Mother fears hackers used unsecured baby monitor to watch her breastfeed


Mother fears hackers used unsecured baby monitor to watch her breastfeed

A South Carolina woman says she was the victim of peeping Tom hackers last week when her WiFi-connected baby monitor was surreptitiously used to observe her and her baby in a bedroom.

The mother, Jamie Summit, wrote a Facebook post describing the incident in which her device, a FREDI Wireless Camera Baby Monitor, had been hacked and may have been used to spy on her while she slept or even breastfed her baby. In the post she says:

This afternoon I had the app pulled up and was watching Noah sleep in the bassinet in our room. I was in the living room with the only two people who had access (or so I thought) to the monitor. All of a sudden I noticed out of the corner of my eye that the camera was moving…and it was panning over to our bed. The exact spot that I breastfeed my son every day.

Credit: FREDI

Summit says everyone who was supposed to have access to the baby monitor, through a smartphone app, was gathered in the room with her. It quickly became apparent a stranger was controlling the device.

The FREDI baby monitor features motorized panning that allows it be turned remotely to point anywhere in a 360 degree rotation. It can be viewed and controlled entirely via one of two different smartphone apps — one of which Lookout security software flags as spyware.

The morning of the incident, Summit says, she awoke to notice the baby monitor was pointing at her, and not the bassinet where she recalled leaving it last. At the time, she assumed her husband had used the app to check on her, but later he explained he hadn’t accessed the app that morning.

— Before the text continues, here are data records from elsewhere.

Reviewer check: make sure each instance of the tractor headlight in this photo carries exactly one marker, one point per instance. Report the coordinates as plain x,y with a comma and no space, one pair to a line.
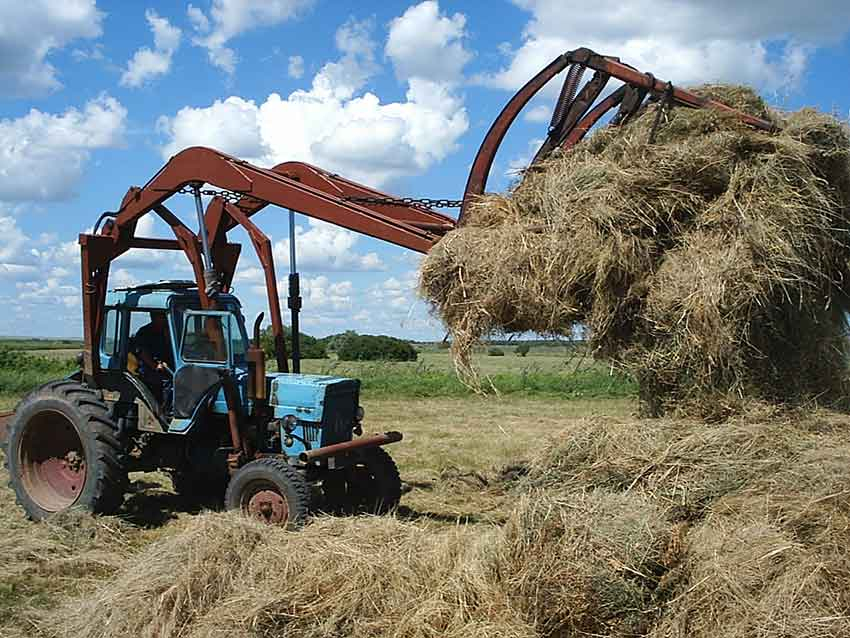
289,422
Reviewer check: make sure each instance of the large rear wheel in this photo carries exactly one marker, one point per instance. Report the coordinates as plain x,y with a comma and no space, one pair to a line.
269,490
63,451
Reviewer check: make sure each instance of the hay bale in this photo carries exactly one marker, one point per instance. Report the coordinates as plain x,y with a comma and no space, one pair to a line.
712,265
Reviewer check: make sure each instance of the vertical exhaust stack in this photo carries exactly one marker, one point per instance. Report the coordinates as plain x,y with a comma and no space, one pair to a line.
257,365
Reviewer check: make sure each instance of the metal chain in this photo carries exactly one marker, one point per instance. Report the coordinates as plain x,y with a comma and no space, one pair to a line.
407,201
234,197
231,197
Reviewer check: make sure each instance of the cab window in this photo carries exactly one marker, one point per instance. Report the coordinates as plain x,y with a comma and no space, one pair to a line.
205,338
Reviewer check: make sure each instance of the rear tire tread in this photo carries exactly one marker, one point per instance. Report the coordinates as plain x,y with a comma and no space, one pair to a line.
107,463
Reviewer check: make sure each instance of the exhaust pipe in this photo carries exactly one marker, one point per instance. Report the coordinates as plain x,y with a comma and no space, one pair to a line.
257,365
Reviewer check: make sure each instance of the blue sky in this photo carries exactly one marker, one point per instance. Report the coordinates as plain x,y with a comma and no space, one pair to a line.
97,95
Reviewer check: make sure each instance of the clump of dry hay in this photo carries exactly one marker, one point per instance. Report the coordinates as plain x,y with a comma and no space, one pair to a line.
620,528
712,264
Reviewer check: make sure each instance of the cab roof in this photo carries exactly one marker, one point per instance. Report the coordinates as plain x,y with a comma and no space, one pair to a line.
158,295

Summit revealed she was distraught over the incident in her Facebook post:

I feel so violated. This person has watched me day in and day out in the most personal and intimate moments between my son and I. I am supposed to be my sons protector and have failed miserably. I honestly don’t ever want to go back into my own bedroom.

Tech industry insiders often take for granted that unsecured devices are wide-open portals for so-called “hackers” to exploit. These bad actors often need no special computer knowledge and can exploit vulnerable devices with nothing more than a web browser.

Summit says she bought the device on Amazon. When she reported the problem, the company gave her a contact number for the seller. But she says that number is disconnected and the seller won’t respond to her emails.

She told NPR:

I would have never, ever bought something if I thought it was this easy of a security risk. When I was making my baby registry, nobody warned me — no other mom said anything. It’s not common knowledge.

We reached out to the makers of the FREDI baby monitor but didn’t immediately receive a response.

According to several reviews and answers on pages for the device on Amazon, Summit isn’t the first person to have a problem with voyeurs hacking this particular baby monitor.

Credit: Amazon

Credit: Amazon

That isn’t to say it’s the only such vulnerable gadget: if you asked most experts they’d likely tell you to assume any device that can connect to WiFi is vulnerable to hackers. Unless you have well-researched reasons to believe the company that developed it engineered it to be secure, and continue to update that security as new threats emerge, you should probably treat it as an unsecured device.

In other words: assume the worst. Last year the FBI released a public service announcement informing parents of the dangers of WiFi-connected toys and gadgets. You can read the bureau’s safety suggestions here, and more about how to protect your family from hackers here.

In the meantime, make sure you change usernames and passwords immediately upon activating a new device, don’t use the same password twice, perform firmware updates immediately, and turn off any gadgets you aren’t using.